A primeira missão Black Buck foi lançada na noite entre 30 de abril e 1° de maio. Dois Vulcan decolaram de Ascensão rumo às Falklands, o primeiro como aeronave titular e o segundo como reserva. Não tardou muito para que o avião titular desenvolvesse uma pane. O segundo Vulcan então assumiu a missão enquanto a tripulação da aeronave que originalmente faria a missão retornava para Ascensão extremamente chateada. Um dos Victor também teve que retornar por não conseguir estender sua cesta de reabastecimento. O avião reserva decolou imediatamente assumindo sua posição.
Após os cinco reabastecimentos nos Victor, o Vulcan XM607, comandado pelo Flight Lieutenant Martin Withers, chegou sobre o aeroporto de Port Stanley/Puerto Argentino e despejou 21 bombas de 1.000 libras, num intervalo pré-calculado que visava colocar pelo menos uma delas no centro da pista. A linha de bombas caiu sobre o aeródromo no sentido transversal, ou seja, cruzando a pista lateralmen te. Enquanto diversas bombas caíram sobre um acampamento erguido do lado do aeródromo, uma delas acertou o centro da pista abrindo uma enorme cratera, fato confirmado por uma missão de reconhecimento com caças Sea Harrier lançados de um dos porta-aviões da frota britânica na manhã seguinte. O ataque abriu as hostilidades pegando os argentinos de surpresa. Até aquele momento reinara a sensação de que a guerra não ocorreria, limitando-se a uma série de movimentações intimidadoras. As bombas de Martin Withers acabaram com qualquer dúvida de que a coisa era para valer.

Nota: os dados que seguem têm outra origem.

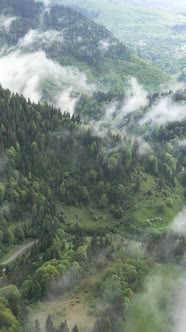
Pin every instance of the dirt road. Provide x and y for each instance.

Duas noites mais tarde, os britânicos lançaram a segunda missão Black Buck, num perfil muito parecido com o da primeira. Algumas mudanças foram efetuadas somente nos procedimentos de reabastecimento, armando-se um trem de jatos Victor mais eficaz do que o que fora montado na primeira Black Buck. Os estragos não foram marcantes.
A terceira Black Buck, na noite de 13 de maio, foi cancelada. Aeronaves Nimrod que constantemente faziam missões de patrulha sobre as ilhas alertaram para a existência de fortes ventos de proa o que poderia comprometer a eficácia da missão de reabastecimento até o TO.
A essa altura, a preocupação dos ingleses não era mais com a presença de jatos de combate operando das ilhas e sim com o lançamento de missões de ataque contra a frota que navegava a nordeste das ilhas. Os argentinos já haviam demonstrado sua capacidade de lançar ousados ataques contra os navios, buscando incessantemente os dois porta-aviões ingleses, o HMS Hermes e o HMS Invincible, que eram a chave das ações ofensivas inglesas no teatro de operações. Preocupava acima de tudo a utilização por parte da aviação aeronaval argentina, dos mísseis Exocet lançados por aeronaves Super Étendard. Utilizando os radares tridimensionais AN/TPS-43 montados em Port Stanley/ Puerto Argentino, os operadores argentinos conseguiam localizar a frota britânica seguindo os Sea Harrier até o ponto em que sumiam do radar, o que demonstrava estarem pousando a bordo de seus navios. Para os britânicos não restava mais dúvidas: aqueles radares precisavam ser colocados fora de ação!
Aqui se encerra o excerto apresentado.